Hatha Yoga Essays
by Charles MacInerney
THE DARK SIDE OF YOGA - The Danger of Injuries
I would like to address the dangers of incorrect practice of yoga. Many serious students of Hatha Yoga see the poses as an end unto themselves. To these students, the goal is to do a perfect back bend, or head stand, or full lotus. I agree with them, on the goal, but not necessarily the definition of 'perfect'. To my mind, the perfect expression of an asana, meets the needs of the student, at the physical, mental, emotional, and spiritual levels. Sometimes a student's emotional needs out weigh the needs of strengthening the core back muscles. Instead of pushing themselves into a strong warrior pose, their needs might be better served by relaxing into a gentle restorative posture.
When students measure perfection in terms of a photograph on a calendar, of someone else contorting their bodies, then I become concerned. Once we latch on to a goal provided by an external model, like touching our foot to the back of our head in pigeon pose, we have taken our first step away from yoga, away from our own internal experience of a pose, and towards this superficial idea of visual perfection. To this end, students will unwittingly sacrifice their bodies.
This tendency is understandable when you consider that we cannot feel what the model is feeling, but can only see the light reflecting off the surface of their skin. Thus we mimic what we see, which is the physical contortion, rather than trying to mimic what they feel as they do yoga.
This fixation with form over feeling is the source of much of the injury in the yoga world. The list of students who have developed recurrent physical ailments through pushing themselves too hard is growing steadily, day by day, especially in the west. Many people lose sight of the true purpose of Hatha Yoga - to prepare the body for meditation by making it healthy, limber, and strong, while calming the mind, and bringing it to one-pointed attention, balancing the nervous system, and improving the function of the digestive, endocrine, nervous, muscular, skeletal, and circulatory systems of the body.

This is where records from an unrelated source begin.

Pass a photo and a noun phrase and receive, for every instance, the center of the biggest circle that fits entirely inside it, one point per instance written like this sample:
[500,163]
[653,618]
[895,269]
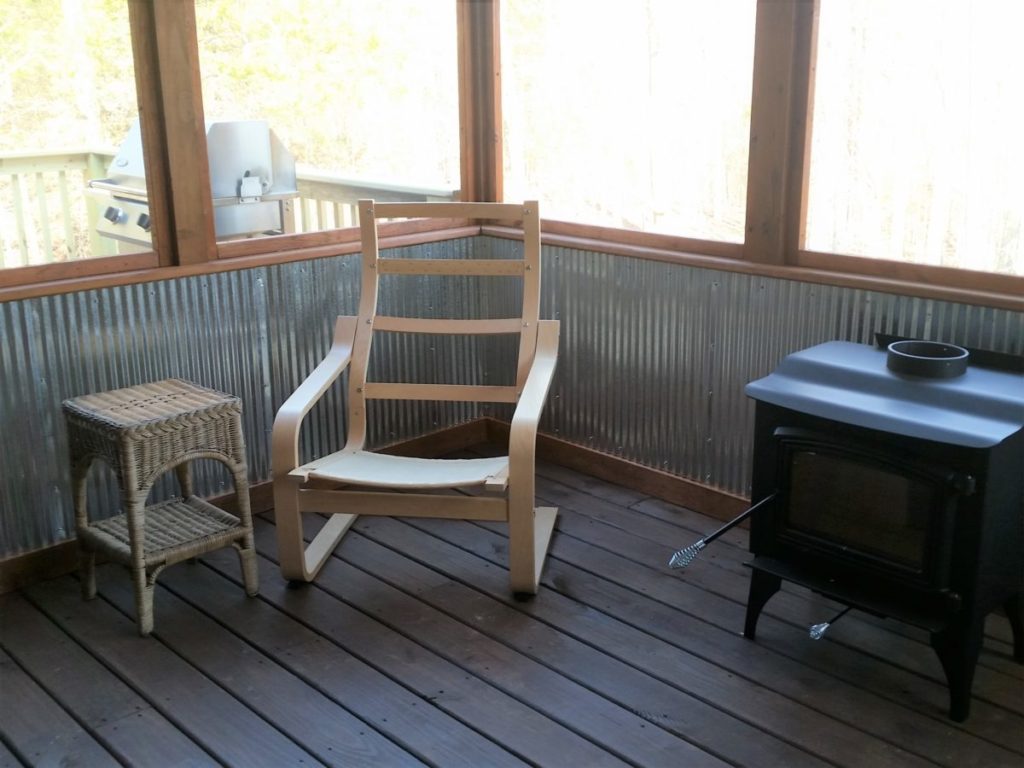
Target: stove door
[865,507]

Instead, they try so hard to perfect the outward form of a pose, that they may develop tendonitis, or bone spurs, or injure their backs. Often these ailments are slow to manifest, and the students, addicted to their own style of practice, are even slower to change their faulty habits. They are sometimes driven by a denial of ageing to continue to practice poses that are no longer good for them. Please do not let yourselves fall into this trap. Pushing yourself too hard will create problems that may not manifest for several years, but when they do it often takes months and sometimes years to correct the damage. Prevention is the key.
When asanas are practiced in service to the ego, one of two things happen, both negative. The student achieves their goal, and ego is fed, or they fail to achieve their goal and self worth is damaged, or in some cases, injury results. Instead, asana should be practiced in service to the body, the heart, the mind and the soul, with a sense of humility and patience. In such a practice, success is inherent in the practice.